431 N.W.2d 49 | Mich. Ct. App. | 1988

171 Mich. App. 700 (1988)
431 N.W.2d 49

ATTORNEY GENERAL
v.
PUBLIC SERVICE COMMISSION NO 2

Docket No. 93643.

Michigan Court of Appeals.

Decided June 10, 1988.

Frank J. Kelley, Attorney General, Louis J. Caruso, Solicitor General, and Hugh B. Anderson and Donald E. Erickson, Assistant Attorneys General, for plaintiff.

Frank J. Kelley, Attorney General, Louis J. Caruso, Solicitor General, and Don L. Keskey and Henry J. Boynton, Assistant Attorneys General, for the Public Service Commission.

Loomis, Ewert, Ederer, Parsley, Davis & Gotting (by George W. Loomis, Michael G. Oliva, and Ronald W. Bloomberg), and David A. Mikelonis and Frank A. Knox, for Consumers Power Company.

Before: SAWYER, P.J., and KELLY and J.J. RASHID,[*] JJ.

PER CURIAM.

In its basic underlying facts and legal issues, the present case is indistinguishable from Attorney General v Public Service Comm No 1, 171 Mich. App. 696; ___ NW2d ___ (1988), which is also released herewith. To the extent the issues in the two cases are identical, what was said in this Court's opinion in that case applies here and need not be repeated.

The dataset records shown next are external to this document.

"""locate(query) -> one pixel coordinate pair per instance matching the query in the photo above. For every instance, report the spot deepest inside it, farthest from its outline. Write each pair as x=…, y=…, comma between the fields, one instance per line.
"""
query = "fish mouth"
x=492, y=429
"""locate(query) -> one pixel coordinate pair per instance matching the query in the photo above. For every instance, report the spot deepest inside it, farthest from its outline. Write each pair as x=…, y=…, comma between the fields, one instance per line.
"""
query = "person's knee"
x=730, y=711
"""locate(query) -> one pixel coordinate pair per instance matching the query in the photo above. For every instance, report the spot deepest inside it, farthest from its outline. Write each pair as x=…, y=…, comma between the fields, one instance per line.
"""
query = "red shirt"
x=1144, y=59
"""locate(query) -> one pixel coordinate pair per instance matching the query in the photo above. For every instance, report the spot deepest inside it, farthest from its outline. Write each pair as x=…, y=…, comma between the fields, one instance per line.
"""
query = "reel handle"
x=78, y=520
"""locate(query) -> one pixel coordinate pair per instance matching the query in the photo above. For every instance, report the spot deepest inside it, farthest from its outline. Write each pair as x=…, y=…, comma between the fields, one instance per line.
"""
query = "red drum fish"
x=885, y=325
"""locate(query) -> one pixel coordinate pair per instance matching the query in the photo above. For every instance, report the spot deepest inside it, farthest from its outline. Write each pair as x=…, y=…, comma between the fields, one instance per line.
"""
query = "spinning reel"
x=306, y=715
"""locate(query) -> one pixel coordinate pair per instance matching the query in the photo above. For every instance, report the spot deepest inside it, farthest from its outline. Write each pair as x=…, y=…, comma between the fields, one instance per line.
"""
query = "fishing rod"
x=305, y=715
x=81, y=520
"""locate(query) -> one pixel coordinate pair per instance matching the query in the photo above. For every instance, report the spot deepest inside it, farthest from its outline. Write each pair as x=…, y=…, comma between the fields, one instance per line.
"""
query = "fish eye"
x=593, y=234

The only difference in the two cases is that here the Attorney General argues that the 1983 minimum bill payment involved, in excess of $20 million, was not reasonably and prudently incurred, as required by § 6h(12) and (14) of the Public Service Commission act.

The minimum bill payment generated in 1983 *702 arises from the terms of a 1970 long-term supply contract between Consumers Power Company and Trunkline Gas Company, a pipeline supplier. In entering into such a long-term agreement, Consumers was required to project its anticipated gas needs more than a decade in advance.

Thirteen years later, during actual operations in 1983, Consumers had available an alternate source of supply, at lower cost, but one which it could not have foreseen with any certainty in 1970. It was more beneficial to Consumers and its customers for Consumers to use the alternate source of supply and make payments under its minimum contract clause with Trunkline than to take all its gas needs from Trunkline at a higher price. We thus agree with Consumers that its 1970 projections have not been shown to have been unreasonable or imprudent, thereby justifying the annual contract quantity and minimum contract quantity under its contract with Trunkline, and that Consumers' decision in 1983 to purchase from alternate sources of supply — at sufficiently lower cost such that, despite the need to trigger the minimum contract quantity provision under its contract with Trunkline, Consumers and hence its customers purchased the full quantity of gas needed at a total lower cost than would otherwise have been the situation — was also reasonable and prudent. Thus, the decisions at each end of the transaction were reasonable and prudent; moreover, since the prices charged by Trunkline were approved by the Federal Energy Regulatory Commission, supremacy clause considerations preclude a state commission, such as the PSC, from independently evaluating the reasonableness of the contract price between Consumers and Trunkline.

Affirmed.

NOTES

[*] Circuit judge, sitting on the Court of Appeals by assignment.